Наконец пропихнули через толпу Гомера с Ильей Степановичем. Они связаны не были: свидетели. Что будут показывать? Артем прилип взглядом к прогоревшему учителю. Все он слышал там, в камере. Что решит рассказать? Не куплен ли? Вспомнился Дитмар с его простой и точной формулой того, как помыкать людьми. Вспомнилось, как Артем за упокой его души помои хлебал по Ильи Степановича поводу.
Снова и снова стал раздирать губы; но склеено было прочно. Зарос рот.
– Готовы, – сказал Анзор.
– Слушаем дело о дезертирстве и предательстве трех наших бывших товарищей, – засипел Святослав Константинович со своего трона. – Летяга, Артем, и новенький, только что принятый. Звонарев. По предварительному сговору. Саботировали два важнейших задания. Целью которых было остановить войну между красными и Рейхом. В наших интересах. И всего метро. Сорвали доставку депеши с ультиматумом фюреру. И потом еще операцию по принуждению к миру Москвина. В центре сговора Артем Черный. Летяга, по нашему мнению, просто поддался влиянию. Артема, не взирая, требуем к высшей. Летягу готовы обсуждать. Третий – Артемов прихлебатель. Шпик, в общем. Его тоже под списание.
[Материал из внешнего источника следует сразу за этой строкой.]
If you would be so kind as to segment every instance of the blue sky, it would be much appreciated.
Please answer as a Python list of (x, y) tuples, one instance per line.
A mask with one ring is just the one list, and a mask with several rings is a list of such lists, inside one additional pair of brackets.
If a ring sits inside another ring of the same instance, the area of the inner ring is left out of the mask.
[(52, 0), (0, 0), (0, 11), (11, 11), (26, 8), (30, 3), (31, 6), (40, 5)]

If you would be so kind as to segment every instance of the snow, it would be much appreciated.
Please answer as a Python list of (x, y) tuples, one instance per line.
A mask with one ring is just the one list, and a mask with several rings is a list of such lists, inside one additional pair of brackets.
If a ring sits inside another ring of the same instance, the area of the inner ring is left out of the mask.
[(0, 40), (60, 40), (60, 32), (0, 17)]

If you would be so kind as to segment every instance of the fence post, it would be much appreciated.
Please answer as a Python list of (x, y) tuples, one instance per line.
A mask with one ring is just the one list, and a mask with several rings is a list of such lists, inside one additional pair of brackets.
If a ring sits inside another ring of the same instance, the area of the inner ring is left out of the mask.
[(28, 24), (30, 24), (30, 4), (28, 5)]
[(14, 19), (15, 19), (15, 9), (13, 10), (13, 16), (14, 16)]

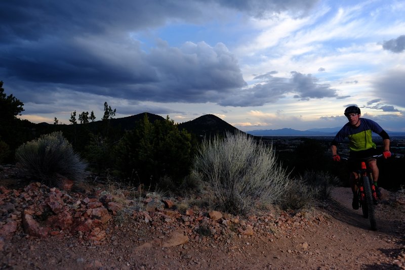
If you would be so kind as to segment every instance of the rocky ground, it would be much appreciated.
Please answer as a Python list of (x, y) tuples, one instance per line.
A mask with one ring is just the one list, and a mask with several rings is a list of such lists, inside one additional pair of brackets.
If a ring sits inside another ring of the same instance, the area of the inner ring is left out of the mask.
[(378, 205), (377, 231), (344, 188), (309, 210), (248, 217), (137, 194), (95, 183), (51, 189), (4, 168), (0, 268), (405, 269), (401, 192)]

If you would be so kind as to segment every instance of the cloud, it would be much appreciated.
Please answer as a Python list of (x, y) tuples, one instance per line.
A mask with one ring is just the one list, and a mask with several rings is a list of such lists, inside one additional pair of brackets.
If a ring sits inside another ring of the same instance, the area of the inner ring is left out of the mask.
[(405, 50), (405, 35), (400, 35), (383, 42), (383, 49), (391, 51), (393, 53), (401, 53)]
[(395, 69), (375, 78), (372, 85), (373, 94), (381, 97), (386, 104), (405, 108), (403, 85), (405, 85), (405, 69)]
[(318, 79), (309, 74), (306, 75), (296, 71), (292, 71), (291, 80), (292, 91), (297, 94), (296, 98), (302, 100), (323, 98), (337, 98), (337, 90), (331, 88), (328, 84), (319, 84)]
[(218, 3), (240, 12), (247, 12), (254, 17), (264, 18), (272, 17), (275, 14), (284, 11), (304, 15), (318, 2), (318, 0), (219, 0)]
[(376, 103), (377, 102), (380, 102), (381, 101), (381, 99), (376, 99), (375, 100), (371, 100), (367, 103), (368, 105), (371, 105), (373, 103)]
[(311, 74), (292, 71), (290, 78), (272, 75), (276, 73), (271, 71), (256, 75), (254, 79), (262, 80), (260, 83), (235, 91), (233, 95), (221, 101), (219, 104), (240, 107), (263, 106), (275, 103), (290, 94), (295, 94), (294, 97), (300, 100), (326, 98), (340, 99), (348, 97), (339, 96), (337, 89), (331, 88), (330, 84), (318, 83), (318, 79)]

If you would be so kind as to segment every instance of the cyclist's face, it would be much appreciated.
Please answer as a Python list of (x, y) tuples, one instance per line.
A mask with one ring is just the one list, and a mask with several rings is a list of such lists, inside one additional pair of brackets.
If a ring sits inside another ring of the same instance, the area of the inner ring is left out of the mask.
[(349, 122), (350, 124), (353, 125), (356, 125), (358, 123), (358, 119), (360, 117), (360, 115), (358, 113), (351, 113), (347, 116), (347, 119), (349, 120)]

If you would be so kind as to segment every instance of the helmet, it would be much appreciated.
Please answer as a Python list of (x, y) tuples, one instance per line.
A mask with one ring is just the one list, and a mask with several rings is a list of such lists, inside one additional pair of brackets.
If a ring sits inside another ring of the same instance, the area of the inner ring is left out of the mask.
[(345, 110), (345, 115), (347, 116), (351, 113), (358, 113), (360, 114), (360, 108), (355, 105), (349, 106)]

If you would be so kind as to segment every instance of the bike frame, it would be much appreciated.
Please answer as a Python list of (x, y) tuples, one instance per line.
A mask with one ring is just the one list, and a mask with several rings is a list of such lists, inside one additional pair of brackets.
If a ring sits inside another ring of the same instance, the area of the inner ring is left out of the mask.
[(369, 168), (368, 163), (370, 159), (377, 159), (382, 156), (382, 155), (377, 155), (364, 158), (342, 158), (343, 160), (357, 162), (359, 163), (359, 168), (355, 172), (357, 174), (355, 185), (357, 188), (357, 192), (363, 216), (369, 218), (372, 230), (377, 229), (374, 207), (377, 204), (378, 201), (373, 175)]

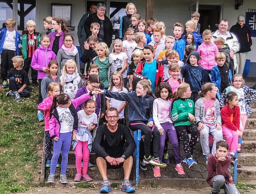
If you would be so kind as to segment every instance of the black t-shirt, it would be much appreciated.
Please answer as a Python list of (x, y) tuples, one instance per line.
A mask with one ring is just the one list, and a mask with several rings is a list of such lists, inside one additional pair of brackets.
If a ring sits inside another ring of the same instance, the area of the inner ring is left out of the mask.
[(30, 84), (27, 73), (23, 69), (18, 70), (15, 68), (11, 68), (8, 73), (7, 79), (10, 79), (12, 77), (15, 78), (16, 84), (19, 84), (21, 86), (22, 86), (24, 84), (28, 85)]
[(220, 92), (222, 93), (229, 85), (229, 67), (224, 65), (222, 67), (218, 66), (220, 75)]
[[(93, 142), (93, 149), (97, 156), (105, 158), (109, 156), (119, 157), (124, 154), (127, 157), (132, 156), (136, 147), (135, 143), (127, 126), (118, 124), (117, 129), (112, 133), (107, 125), (100, 126), (97, 129)], [(125, 141), (128, 146), (124, 147)]]
[(58, 53), (58, 52), (59, 51), (59, 38), (60, 37), (60, 36), (59, 36), (58, 37), (56, 37), (55, 36), (55, 39), (54, 39), (54, 41), (53, 41), (53, 49), (52, 49), (52, 51), (54, 53), (55, 53), (55, 54), (57, 55), (57, 54)]

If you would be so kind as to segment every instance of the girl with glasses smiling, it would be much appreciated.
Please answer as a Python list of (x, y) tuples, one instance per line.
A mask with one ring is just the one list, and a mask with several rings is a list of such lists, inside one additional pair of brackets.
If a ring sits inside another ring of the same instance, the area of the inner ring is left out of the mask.
[(65, 34), (63, 37), (63, 42), (64, 44), (61, 46), (57, 54), (57, 61), (59, 65), (59, 73), (62, 74), (63, 67), (66, 61), (69, 59), (73, 59), (75, 62), (77, 72), (80, 73), (79, 53), (77, 48), (73, 44), (74, 38), (69, 33)]
[[(251, 89), (245, 84), (245, 80), (240, 74), (234, 75), (231, 79), (231, 85), (224, 90), (220, 95), (219, 101), (221, 107), (224, 106), (224, 99), (230, 91), (235, 92), (238, 97), (238, 106), (240, 108), (240, 127), (239, 130), (243, 132), (247, 117), (252, 113), (250, 105), (256, 97), (256, 90)], [(250, 94), (250, 95), (248, 94)], [(250, 97), (248, 97), (248, 96)], [(238, 144), (238, 154), (241, 155), (240, 144)]]

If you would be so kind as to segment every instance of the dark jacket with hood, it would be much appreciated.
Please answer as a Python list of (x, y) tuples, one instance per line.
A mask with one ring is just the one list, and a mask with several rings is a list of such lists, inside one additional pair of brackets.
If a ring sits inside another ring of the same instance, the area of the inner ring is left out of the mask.
[(241, 26), (237, 22), (231, 27), (229, 31), (235, 34), (238, 39), (240, 49), (238, 52), (246, 52), (251, 50), (251, 47), (252, 42), (251, 37), (251, 31), (247, 26), (244, 25), (241, 27)]
[(197, 51), (192, 51), (187, 57), (185, 65), (181, 67), (181, 73), (183, 73), (183, 78), (186, 83), (189, 84), (192, 93), (197, 93), (201, 91), (204, 82), (204, 69), (198, 65), (194, 66), (190, 64), (189, 58), (191, 55), (195, 55), (198, 61), (199, 60), (199, 53)]

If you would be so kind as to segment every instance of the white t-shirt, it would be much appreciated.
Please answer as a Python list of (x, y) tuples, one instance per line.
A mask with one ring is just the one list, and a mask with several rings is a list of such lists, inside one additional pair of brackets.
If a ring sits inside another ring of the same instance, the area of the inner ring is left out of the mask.
[(74, 119), (69, 108), (64, 108), (58, 106), (56, 109), (59, 115), (59, 120), (60, 123), (59, 132), (64, 133), (72, 132)]
[(86, 133), (80, 134), (80, 131), (83, 130), (85, 130), (88, 126), (92, 126), (94, 124), (98, 123), (97, 115), (95, 112), (91, 115), (88, 115), (85, 114), (85, 110), (82, 110), (77, 112), (78, 116), (78, 128), (77, 139), (78, 140), (85, 142), (89, 139), (89, 135)]
[(136, 47), (137, 43), (136, 43), (134, 41), (133, 41), (133, 43), (129, 42), (127, 41), (127, 40), (125, 40), (123, 42), (123, 47), (126, 48), (127, 56), (128, 56), (128, 63), (131, 62), (133, 52)]
[(15, 45), (16, 36), (16, 31), (14, 29), (12, 31), (10, 31), (7, 30), (3, 48), (15, 51), (16, 50), (16, 46)]
[[(108, 90), (109, 90), (109, 88), (108, 89)], [(115, 86), (114, 86), (113, 87), (112, 91), (117, 92), (119, 93), (120, 92), (123, 92), (124, 93), (128, 93), (128, 90), (127, 90), (127, 89), (126, 89), (126, 88), (123, 88), (123, 90), (121, 91), (120, 89), (117, 89), (117, 88), (116, 88)], [(125, 101), (118, 100), (117, 100), (114, 99), (113, 98), (108, 98), (107, 97), (106, 97), (106, 98), (110, 100), (110, 101), (109, 102), (109, 105), (110, 106), (110, 107), (116, 108), (117, 110), (120, 108), (123, 102), (125, 102)], [(119, 119), (123, 119), (124, 118), (124, 109), (123, 109), (119, 113)]]
[(238, 97), (238, 106), (240, 108), (240, 114), (247, 114), (245, 103), (245, 93), (242, 88), (237, 89), (234, 86), (230, 87), (230, 91), (235, 92)]
[[(120, 71), (124, 66), (124, 60), (128, 59), (128, 57), (125, 52), (121, 52), (118, 55), (113, 53), (109, 54), (109, 58), (113, 61), (113, 68), (115, 71)], [(127, 69), (125, 69), (122, 73), (123, 78), (127, 77)]]

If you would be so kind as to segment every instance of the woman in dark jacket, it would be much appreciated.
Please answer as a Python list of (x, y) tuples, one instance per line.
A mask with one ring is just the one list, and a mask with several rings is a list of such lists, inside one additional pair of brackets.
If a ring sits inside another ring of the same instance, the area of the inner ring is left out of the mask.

– Вы охеъеъи?! Што я сдеъаъ-то?! И Аътем!
– Так. Этот что, неполноценный? Придержите.
Кто-то сзади пхнул Леху, заткнул его щербины.
– А что у Артема со ртом-то? – пробурчали из толпы. – Как он за себя скажет?
– Есть основания считать, что он двинулся, – нехотя объяснил Мельник. – Ничего, до него дело дойдет, заслушаем. Сами убедитесь. Мне вот все ясно. Но решаем по чесноку. Открытым и общим. Начнем с Летяги. Потом у нас свидетели. По Летяге проголосуем, потом вот этот с дефектом, потом Артем. Отдельно хочу сказать: не надо думать, что у нас тут балаган. Вы мне со всей строгостью. Бывший родственник, неважно. Человек нас предал. Закон один. Я спецом его на товарищеский суд, чтобы не было потом. Ясно?